Yes, any ratio m : n where m and n are positive integers. For irrational ratios (like 1 : √2), exact construction is not possible with ruler and compass alone.
Q5. What is the difference between dividing a segment and finding a point using the section formula?
The section formula is an algebraic method that gives the coordinates of the dividing point. The construction is a geometric method using ruler and compass that physically locates the point on the segment. Both achieve the same result.
Q6. How do we draw a line parallel to another in this construction?
Use the corresponding angles method: with the last point as centre, draw an arc cutting both lines. Transfer the same arc and chord to the m-th point. The new line through that point is parallel to the original.

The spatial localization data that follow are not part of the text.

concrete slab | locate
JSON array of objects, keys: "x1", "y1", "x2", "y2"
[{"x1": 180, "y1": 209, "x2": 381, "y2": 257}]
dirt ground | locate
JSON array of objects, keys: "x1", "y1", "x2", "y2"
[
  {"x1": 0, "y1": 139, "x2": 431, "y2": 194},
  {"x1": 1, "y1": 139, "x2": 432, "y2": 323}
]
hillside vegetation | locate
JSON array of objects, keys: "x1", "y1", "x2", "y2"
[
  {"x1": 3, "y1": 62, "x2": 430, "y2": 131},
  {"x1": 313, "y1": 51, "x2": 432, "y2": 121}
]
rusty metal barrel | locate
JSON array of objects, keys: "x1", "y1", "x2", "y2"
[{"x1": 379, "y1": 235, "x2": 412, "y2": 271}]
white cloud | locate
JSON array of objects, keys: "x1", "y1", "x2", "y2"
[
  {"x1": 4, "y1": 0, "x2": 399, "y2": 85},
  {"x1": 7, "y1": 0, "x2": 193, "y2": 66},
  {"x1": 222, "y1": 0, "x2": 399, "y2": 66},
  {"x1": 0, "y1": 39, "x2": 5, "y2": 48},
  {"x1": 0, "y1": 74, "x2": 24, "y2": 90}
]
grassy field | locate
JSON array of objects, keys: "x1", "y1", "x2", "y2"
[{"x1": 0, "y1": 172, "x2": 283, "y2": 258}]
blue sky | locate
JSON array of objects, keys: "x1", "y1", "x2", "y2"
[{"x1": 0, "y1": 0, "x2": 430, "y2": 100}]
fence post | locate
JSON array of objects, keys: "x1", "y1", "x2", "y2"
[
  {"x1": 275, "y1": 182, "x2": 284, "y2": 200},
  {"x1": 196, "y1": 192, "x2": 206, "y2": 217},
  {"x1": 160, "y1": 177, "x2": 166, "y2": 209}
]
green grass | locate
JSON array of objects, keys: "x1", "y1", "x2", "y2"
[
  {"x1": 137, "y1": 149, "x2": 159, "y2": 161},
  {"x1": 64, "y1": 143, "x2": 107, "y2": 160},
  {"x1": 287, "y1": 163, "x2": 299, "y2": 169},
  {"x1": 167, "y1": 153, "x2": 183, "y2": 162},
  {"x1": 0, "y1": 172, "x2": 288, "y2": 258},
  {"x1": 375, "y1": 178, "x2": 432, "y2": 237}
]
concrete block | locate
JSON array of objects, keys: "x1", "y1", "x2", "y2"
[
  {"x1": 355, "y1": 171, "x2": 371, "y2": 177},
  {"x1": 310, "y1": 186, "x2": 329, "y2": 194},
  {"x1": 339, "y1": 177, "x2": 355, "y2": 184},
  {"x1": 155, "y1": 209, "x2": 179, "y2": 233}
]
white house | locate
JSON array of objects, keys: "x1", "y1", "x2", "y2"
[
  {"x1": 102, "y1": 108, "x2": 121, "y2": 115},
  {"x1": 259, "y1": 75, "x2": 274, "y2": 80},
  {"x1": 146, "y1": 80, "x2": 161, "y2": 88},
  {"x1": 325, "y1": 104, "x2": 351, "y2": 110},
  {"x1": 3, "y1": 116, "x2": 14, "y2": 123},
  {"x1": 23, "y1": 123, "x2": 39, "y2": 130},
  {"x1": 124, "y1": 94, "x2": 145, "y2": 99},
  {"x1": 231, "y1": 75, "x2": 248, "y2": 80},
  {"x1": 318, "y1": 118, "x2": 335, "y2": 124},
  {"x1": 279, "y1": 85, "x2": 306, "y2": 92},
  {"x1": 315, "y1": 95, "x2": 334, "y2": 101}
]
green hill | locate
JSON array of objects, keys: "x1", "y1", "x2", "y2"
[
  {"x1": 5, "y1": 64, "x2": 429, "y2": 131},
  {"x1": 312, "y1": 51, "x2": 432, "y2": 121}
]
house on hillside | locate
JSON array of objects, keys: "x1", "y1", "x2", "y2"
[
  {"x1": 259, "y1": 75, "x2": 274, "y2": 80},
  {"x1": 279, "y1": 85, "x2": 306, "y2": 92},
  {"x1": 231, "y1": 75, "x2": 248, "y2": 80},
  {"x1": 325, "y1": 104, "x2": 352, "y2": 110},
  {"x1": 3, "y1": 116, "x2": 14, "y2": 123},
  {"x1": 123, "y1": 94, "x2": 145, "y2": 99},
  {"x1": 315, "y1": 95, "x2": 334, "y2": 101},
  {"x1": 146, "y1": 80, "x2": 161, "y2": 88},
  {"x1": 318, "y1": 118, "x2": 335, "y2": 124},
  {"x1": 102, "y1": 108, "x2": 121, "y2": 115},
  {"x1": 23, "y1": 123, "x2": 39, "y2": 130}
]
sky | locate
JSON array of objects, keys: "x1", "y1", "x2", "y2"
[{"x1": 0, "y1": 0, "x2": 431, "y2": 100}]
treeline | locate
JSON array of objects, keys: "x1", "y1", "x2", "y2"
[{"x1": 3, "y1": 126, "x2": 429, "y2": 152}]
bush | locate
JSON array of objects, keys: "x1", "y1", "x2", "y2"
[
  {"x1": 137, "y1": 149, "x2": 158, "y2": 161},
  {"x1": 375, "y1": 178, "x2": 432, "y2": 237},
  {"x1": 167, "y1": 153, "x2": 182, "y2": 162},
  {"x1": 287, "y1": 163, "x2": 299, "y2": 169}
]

Q7. What are common errors in this construction?
Common errors include: (1) unequal arcs on the ray (compass width changed accidentally), (2) inaccurate parallel line (angle not copied correctly), (3) counting error in the number of arcs, (4) drawing the parallel through the wrong point.
Q8. Is this construction asked in CBSE board exams?
Yes. Questions typically ask to divide a given segment in a specified ratio (e.g., 3 : 5) with proper construction steps and justification using BPT. It carries 3–4 marks.
Q9. Can we divide a segment into three equal parts using this construction?
Yes. Use ratio 1 : 2 to get the first division point, and ratio 2 : 1 to get the second. Alternatively, mark 3 equal arcs, draw the parallel through the 1st point (ratio 1 : 2) and through the 2nd point (ratio 2 : 1).
Q10. What is the two-ray method?
Instead of one ray, draw two rays — AX from A and BY from B — on opposite sides of AB. Mark m equal parts on AX and n equal parts on BY. Joining the m-th point to the n-th point gives the dividing point where this line crosses AB.